Alle 19:45 di questa sera sarà il 78 esimo anniversario di quello che chiamiamo l’8 settembre. Immagine, assieme, di vergogna e di riscatto. Vergogna e riscatto che costarono subito 241 morti. Visto che due giorni dopo i tedeschi si accinsero a prendere Roma e, a Porta San Paolo, trovarono solamente una sparuta pattuglia di italiani con ben poche armi disponibili, e in poco soverchiati. Tra questi l’eroico, e troppo poco ricordato, Raffaele Persichetti che vi perse la vita, la prima vittima del riscatto.
In quel preciso momento il Re, Vittorio Emanuele III, stava navigando sulla corvetta Baionetta in direzione di Brindisi, coronando così la sua fuga da Roma con gran parte della corte e i massimi vertici militari. Un paese intero si trovò sbandato e si avviarono quelle vicende, meschine e nobili, che tante volte abbiamo visto tradotte in immagini cinematografiche quando ancora il cinema era ancora in bianco e nere.
Le conseguenze furono terribili e a non molto serve considerare che ce ne sarebbero state comunque altrettanto terribili, giacché inevitabilmente si sarebbe avuto un vero e proprio conflitto con i tedeschi e un’anticipazione di quella vera e propria guerra civile poi combattuta per ancora un anno e mezzo tra partigiani e fascisti fino al 25 aprile del ’45.

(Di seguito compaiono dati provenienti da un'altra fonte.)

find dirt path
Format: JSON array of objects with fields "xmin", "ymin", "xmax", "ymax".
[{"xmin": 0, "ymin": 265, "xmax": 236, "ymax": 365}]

Vicende lontane, si dirà. In gran parte ricordate solo in occasione di un anniversario che qualche nostalgico sopravvissuto vive maledicendo il voltafaccia antitedesco e, al contrario, gli altri lo valutano come l’occasione perché giungesse alla fine, o se ne preparassero gli antefatti, dell’oppressivo e totalitario regime fascista.
Noi sappiamo che, comunque, quella fu una data destinata a fare da spartiacque tra democrazia e dittatura, anche l’esempio di come non si costruisce uno Stato, di come una intera classe dirigente dimostra di non essere tale e, quindi, di come si lasciano in balia degli eventi milioni di esseri umani. Tra questi, decine di migliaia di militari consegnati praticamente nelle mani dei tedeschi. Lo fu nel caso di quanti si trovavano in Russia, in Jugoslavia e in Grecia: il sacrifico dei nostri militari di Cefalonia, ne è solo il simbolo più noto e più alto, con i cinquemila, cinquemila e cinquecento caduti durante gli scontri con i tedeschi o da questi fucilati dopo la cattura.
Eventi lontani ma chi portano a chiedere oggi quanto siamo qualcosa di diverso, se a oltre 70 anni siano a serviti a plasmare un italiano diverso, un Paese diverso, e non farci ripetere eventuali futuri 8 settembre.